A long time ago in a podcast far, far away one of the hosts saddled his pony unicorn and started explaining how stateful firewalls work:
Stateful firewall is a way to imply trust… because it’s possible to hijack somebody’s flows […] and if the application changes its port numbers… my source port changes when I’m communicating with my web server - even though I’m connected to port 80, my source port might change from X to Y. Once I let the first one through, I need to track those port changes […]
WAIT, WHAT? Was that guy really trying to say “someone can change a source port number of an established TCP session”?
For the record, you cannot change the port numbers of an established TCP session, and the only way to get different port numbers is by going through another TCP SYN exchange, which would be treated as a totally separate TCP session by either a stateful firewall or host TCP stack.
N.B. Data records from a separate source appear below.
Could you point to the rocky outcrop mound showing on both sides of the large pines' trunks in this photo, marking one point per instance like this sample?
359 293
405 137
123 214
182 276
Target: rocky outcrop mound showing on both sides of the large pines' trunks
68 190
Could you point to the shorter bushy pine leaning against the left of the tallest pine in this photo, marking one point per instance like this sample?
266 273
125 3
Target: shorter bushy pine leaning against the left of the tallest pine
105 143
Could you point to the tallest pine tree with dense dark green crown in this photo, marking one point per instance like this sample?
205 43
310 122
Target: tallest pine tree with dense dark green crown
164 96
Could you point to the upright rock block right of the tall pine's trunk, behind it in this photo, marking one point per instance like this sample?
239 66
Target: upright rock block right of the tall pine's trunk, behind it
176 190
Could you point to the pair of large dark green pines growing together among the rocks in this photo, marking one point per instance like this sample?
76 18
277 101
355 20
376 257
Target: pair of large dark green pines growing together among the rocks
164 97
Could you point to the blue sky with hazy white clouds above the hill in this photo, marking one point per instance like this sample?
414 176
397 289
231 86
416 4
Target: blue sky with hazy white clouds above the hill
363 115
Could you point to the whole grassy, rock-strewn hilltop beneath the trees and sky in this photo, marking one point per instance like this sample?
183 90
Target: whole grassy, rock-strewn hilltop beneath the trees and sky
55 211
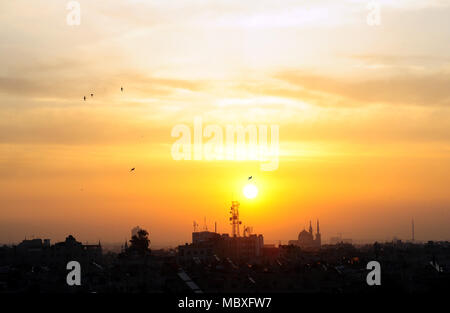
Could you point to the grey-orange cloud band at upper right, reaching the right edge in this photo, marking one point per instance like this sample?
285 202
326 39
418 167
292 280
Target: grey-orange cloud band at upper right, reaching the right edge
428 90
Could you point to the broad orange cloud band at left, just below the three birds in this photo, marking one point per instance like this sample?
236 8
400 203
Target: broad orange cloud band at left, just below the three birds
79 126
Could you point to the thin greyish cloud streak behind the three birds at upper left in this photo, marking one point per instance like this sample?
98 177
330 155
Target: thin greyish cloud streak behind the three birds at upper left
70 86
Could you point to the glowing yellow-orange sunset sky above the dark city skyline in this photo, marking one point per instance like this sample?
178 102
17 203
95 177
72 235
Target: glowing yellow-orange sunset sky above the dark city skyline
363 113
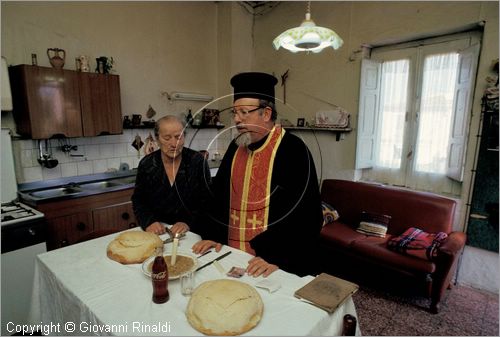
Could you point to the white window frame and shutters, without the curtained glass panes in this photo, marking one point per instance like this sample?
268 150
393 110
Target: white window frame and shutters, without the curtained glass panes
369 116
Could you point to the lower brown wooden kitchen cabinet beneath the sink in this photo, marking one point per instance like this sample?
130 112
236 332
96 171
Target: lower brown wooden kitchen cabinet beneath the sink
70 220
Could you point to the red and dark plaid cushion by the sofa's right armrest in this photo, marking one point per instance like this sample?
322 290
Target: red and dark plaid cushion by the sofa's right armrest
418 243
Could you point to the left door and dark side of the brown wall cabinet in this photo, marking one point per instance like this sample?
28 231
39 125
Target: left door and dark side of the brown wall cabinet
46 102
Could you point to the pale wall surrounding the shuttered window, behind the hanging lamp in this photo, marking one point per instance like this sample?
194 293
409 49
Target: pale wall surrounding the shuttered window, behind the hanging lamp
332 77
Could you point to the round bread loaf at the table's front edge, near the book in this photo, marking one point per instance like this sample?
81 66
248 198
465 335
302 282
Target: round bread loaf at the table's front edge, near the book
224 307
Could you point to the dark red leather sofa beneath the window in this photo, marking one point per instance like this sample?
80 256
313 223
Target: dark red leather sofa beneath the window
340 242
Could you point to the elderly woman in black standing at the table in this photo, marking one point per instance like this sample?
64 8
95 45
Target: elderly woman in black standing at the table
172 182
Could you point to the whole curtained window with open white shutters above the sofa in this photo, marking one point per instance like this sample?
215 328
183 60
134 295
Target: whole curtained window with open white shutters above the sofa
415 103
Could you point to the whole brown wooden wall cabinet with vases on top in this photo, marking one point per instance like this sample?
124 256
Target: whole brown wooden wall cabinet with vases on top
51 102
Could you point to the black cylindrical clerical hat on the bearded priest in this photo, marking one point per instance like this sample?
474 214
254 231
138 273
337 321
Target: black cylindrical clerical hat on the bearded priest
254 85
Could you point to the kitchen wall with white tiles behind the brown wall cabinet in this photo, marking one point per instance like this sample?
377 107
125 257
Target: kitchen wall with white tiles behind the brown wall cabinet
157 47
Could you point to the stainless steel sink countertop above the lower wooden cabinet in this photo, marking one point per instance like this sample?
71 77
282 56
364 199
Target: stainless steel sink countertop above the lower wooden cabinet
27 191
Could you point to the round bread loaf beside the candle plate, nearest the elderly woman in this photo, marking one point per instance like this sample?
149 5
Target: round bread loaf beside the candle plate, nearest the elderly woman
133 247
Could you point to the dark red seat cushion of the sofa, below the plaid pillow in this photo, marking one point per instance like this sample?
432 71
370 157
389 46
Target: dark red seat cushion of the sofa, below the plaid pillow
375 249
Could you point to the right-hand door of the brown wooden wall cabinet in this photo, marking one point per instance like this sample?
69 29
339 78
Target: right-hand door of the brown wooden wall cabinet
101 105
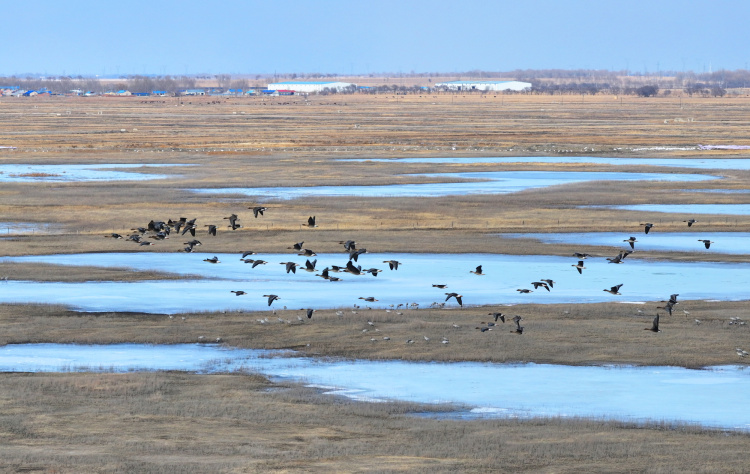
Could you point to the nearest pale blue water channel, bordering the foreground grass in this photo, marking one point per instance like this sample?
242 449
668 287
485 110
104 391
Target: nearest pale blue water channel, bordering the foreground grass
501 390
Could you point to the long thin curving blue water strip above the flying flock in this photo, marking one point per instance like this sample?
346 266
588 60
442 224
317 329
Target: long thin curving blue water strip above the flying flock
495 182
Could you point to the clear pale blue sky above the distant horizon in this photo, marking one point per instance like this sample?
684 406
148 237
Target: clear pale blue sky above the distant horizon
95 37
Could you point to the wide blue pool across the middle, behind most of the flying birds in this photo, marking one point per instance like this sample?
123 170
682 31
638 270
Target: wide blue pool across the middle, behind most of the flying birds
412 282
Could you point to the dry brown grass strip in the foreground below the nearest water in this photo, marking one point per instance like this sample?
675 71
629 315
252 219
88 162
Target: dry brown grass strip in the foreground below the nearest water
171 422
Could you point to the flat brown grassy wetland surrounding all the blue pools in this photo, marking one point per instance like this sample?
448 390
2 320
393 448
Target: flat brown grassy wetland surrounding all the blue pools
240 423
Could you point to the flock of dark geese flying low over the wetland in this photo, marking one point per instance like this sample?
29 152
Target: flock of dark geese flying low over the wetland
160 230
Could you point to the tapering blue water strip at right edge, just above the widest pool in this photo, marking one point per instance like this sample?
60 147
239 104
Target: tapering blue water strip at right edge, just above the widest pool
723 242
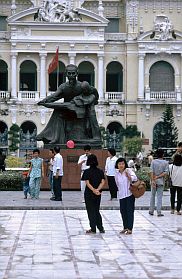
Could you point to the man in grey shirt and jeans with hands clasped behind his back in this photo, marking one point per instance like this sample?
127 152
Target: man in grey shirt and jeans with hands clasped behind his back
158 170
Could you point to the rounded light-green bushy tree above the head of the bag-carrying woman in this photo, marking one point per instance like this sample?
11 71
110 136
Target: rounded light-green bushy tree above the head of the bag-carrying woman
132 146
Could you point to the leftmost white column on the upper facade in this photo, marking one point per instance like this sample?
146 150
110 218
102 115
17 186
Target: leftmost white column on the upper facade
14 75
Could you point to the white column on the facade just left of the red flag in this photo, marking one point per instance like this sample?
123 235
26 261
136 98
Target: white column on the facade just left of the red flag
42 75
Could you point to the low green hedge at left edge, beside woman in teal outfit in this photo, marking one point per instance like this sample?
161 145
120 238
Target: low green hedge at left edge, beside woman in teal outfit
11 181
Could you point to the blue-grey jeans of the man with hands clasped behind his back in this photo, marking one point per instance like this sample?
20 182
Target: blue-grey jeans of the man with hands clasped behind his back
159 190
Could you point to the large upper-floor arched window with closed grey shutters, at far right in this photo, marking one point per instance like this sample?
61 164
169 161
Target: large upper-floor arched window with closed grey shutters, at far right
161 77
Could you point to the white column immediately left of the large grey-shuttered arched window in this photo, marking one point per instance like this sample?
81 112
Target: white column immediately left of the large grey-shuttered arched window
141 76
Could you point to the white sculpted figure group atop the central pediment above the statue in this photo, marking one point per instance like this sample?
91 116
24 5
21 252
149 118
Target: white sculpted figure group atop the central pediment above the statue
57 11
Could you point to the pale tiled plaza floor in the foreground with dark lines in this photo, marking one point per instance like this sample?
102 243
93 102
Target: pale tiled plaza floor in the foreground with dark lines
52 244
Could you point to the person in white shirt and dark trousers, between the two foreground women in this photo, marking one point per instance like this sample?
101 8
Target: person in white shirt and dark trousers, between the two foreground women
110 172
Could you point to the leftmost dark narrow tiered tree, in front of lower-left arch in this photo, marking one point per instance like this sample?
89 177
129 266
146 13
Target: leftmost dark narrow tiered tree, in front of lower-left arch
14 137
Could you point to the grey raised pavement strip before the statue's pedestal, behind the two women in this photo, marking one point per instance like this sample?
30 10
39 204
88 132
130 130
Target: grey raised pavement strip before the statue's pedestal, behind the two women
71 200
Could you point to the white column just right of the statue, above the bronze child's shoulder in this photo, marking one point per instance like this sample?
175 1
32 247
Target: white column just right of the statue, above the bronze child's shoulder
101 76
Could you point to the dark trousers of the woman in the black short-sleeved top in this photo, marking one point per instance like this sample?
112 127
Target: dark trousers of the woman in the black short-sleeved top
92 207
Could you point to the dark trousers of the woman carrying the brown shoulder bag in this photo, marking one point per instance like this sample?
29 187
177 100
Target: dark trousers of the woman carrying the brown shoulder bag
127 207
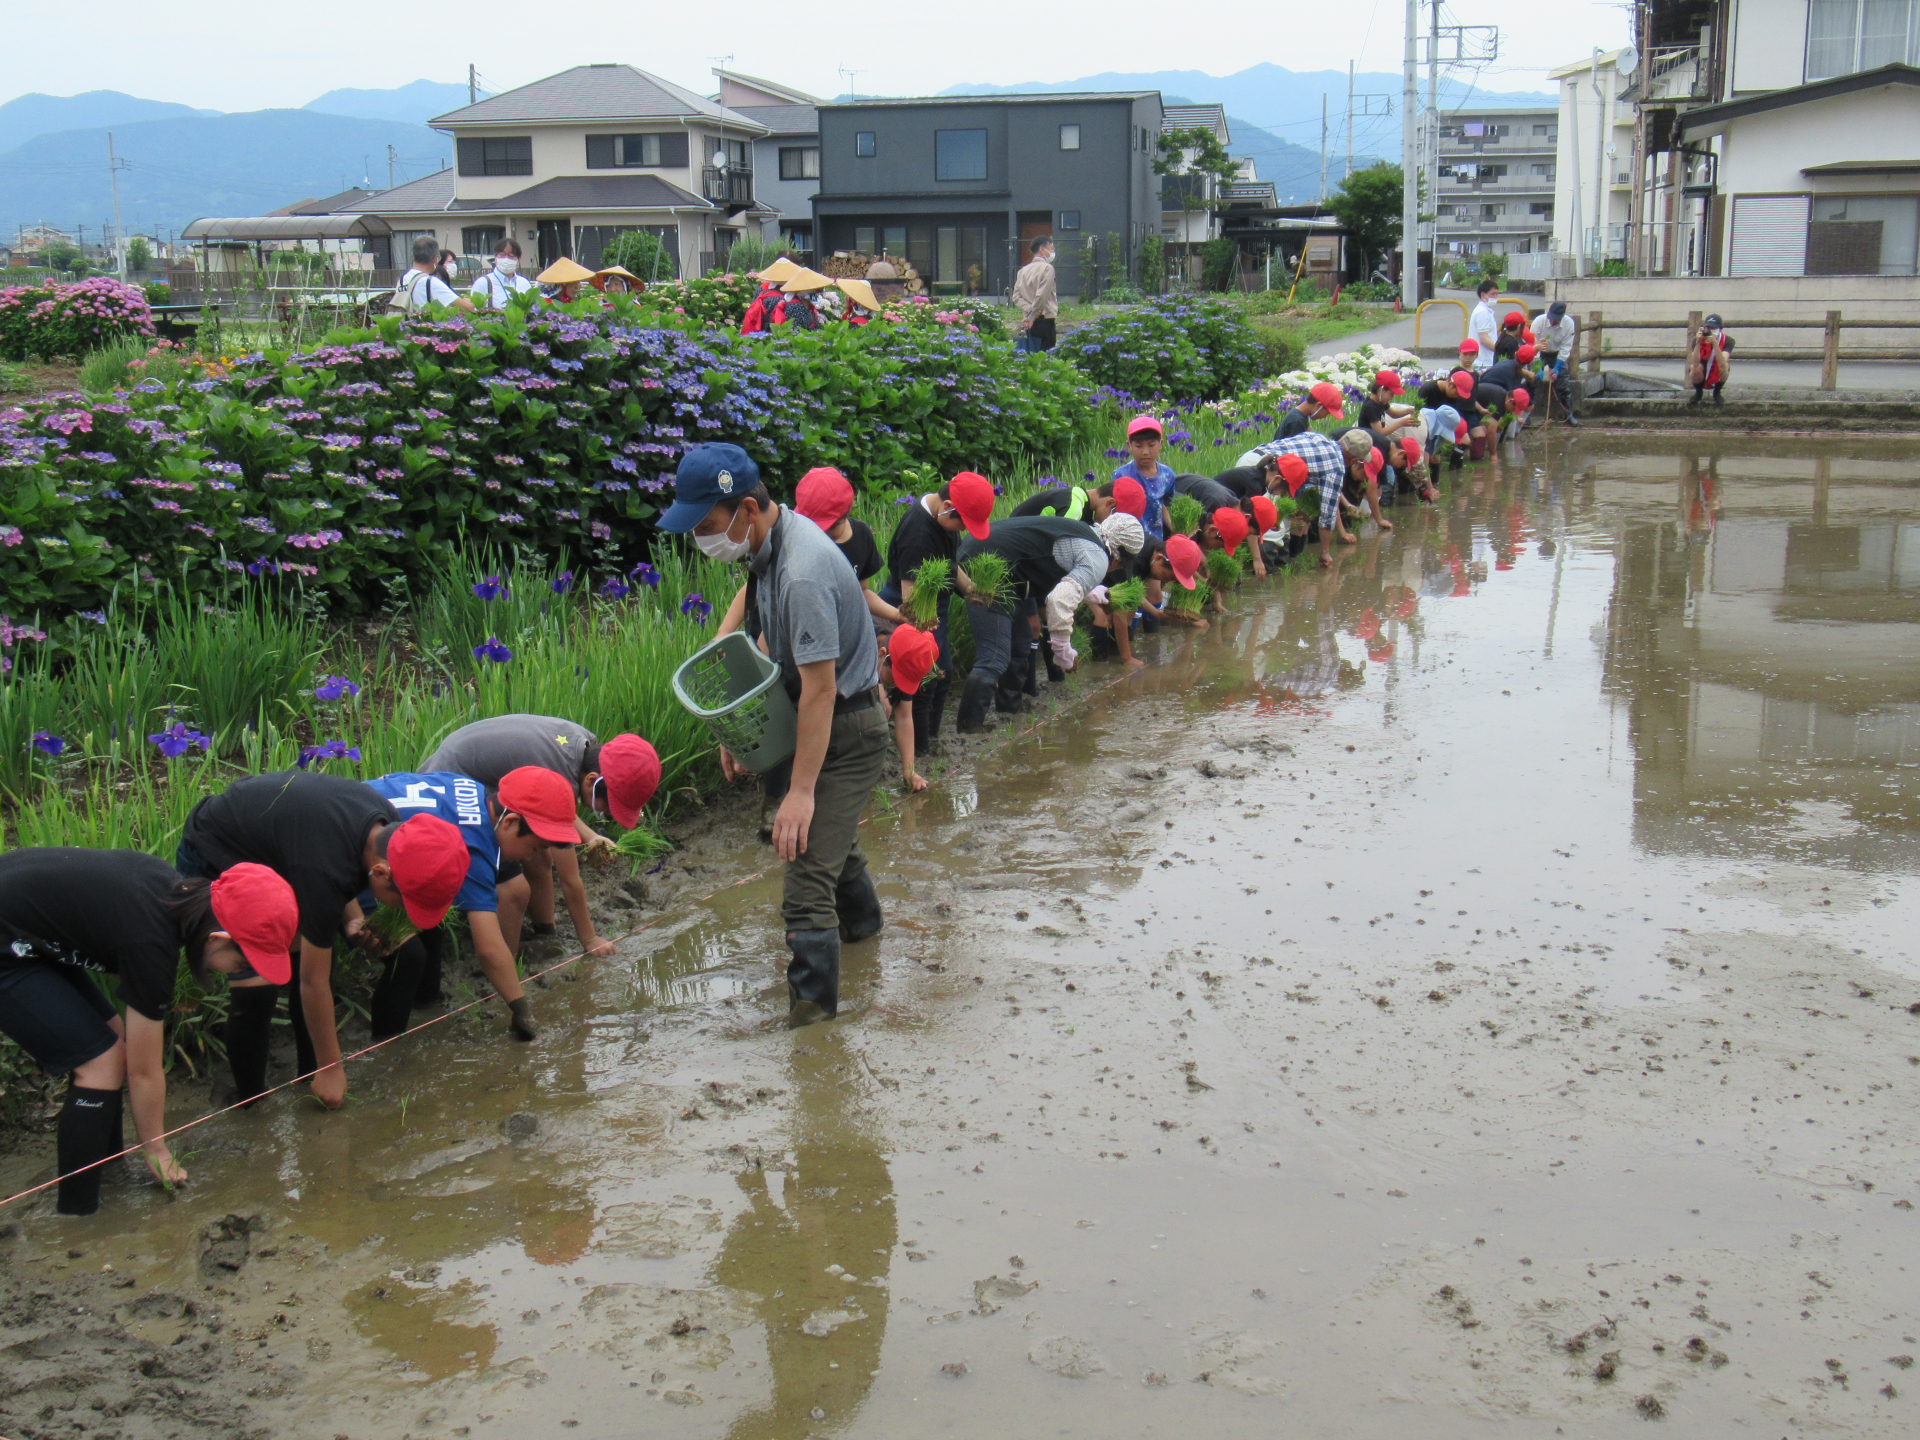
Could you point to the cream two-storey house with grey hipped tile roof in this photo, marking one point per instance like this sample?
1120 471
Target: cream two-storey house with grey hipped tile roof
569 162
Also, it’s pretty hard to hijack somebody’s flows unless you’re in the forwarding path, in which case it’s pretty much game over anyway and the stateful firewalls can’t do a thing to stop you.
I totally understand that people make blunders in live sessions (so do I). What I can’t understand is that nobody jumped in and corrected it, or that it didn’t get removed during the final editing.
Why do I care?
It’s very simple – if you have a significant number of readers/listeners who trust you as the source of their technical knowledge, you cannot afford to leave the obvious errors like this one lurking in the wild, because someone might actually believe you without double-checking your claims against something like TCP/IP for Dummies.
Or, in short, I don’t really care what you do, but please do no harm.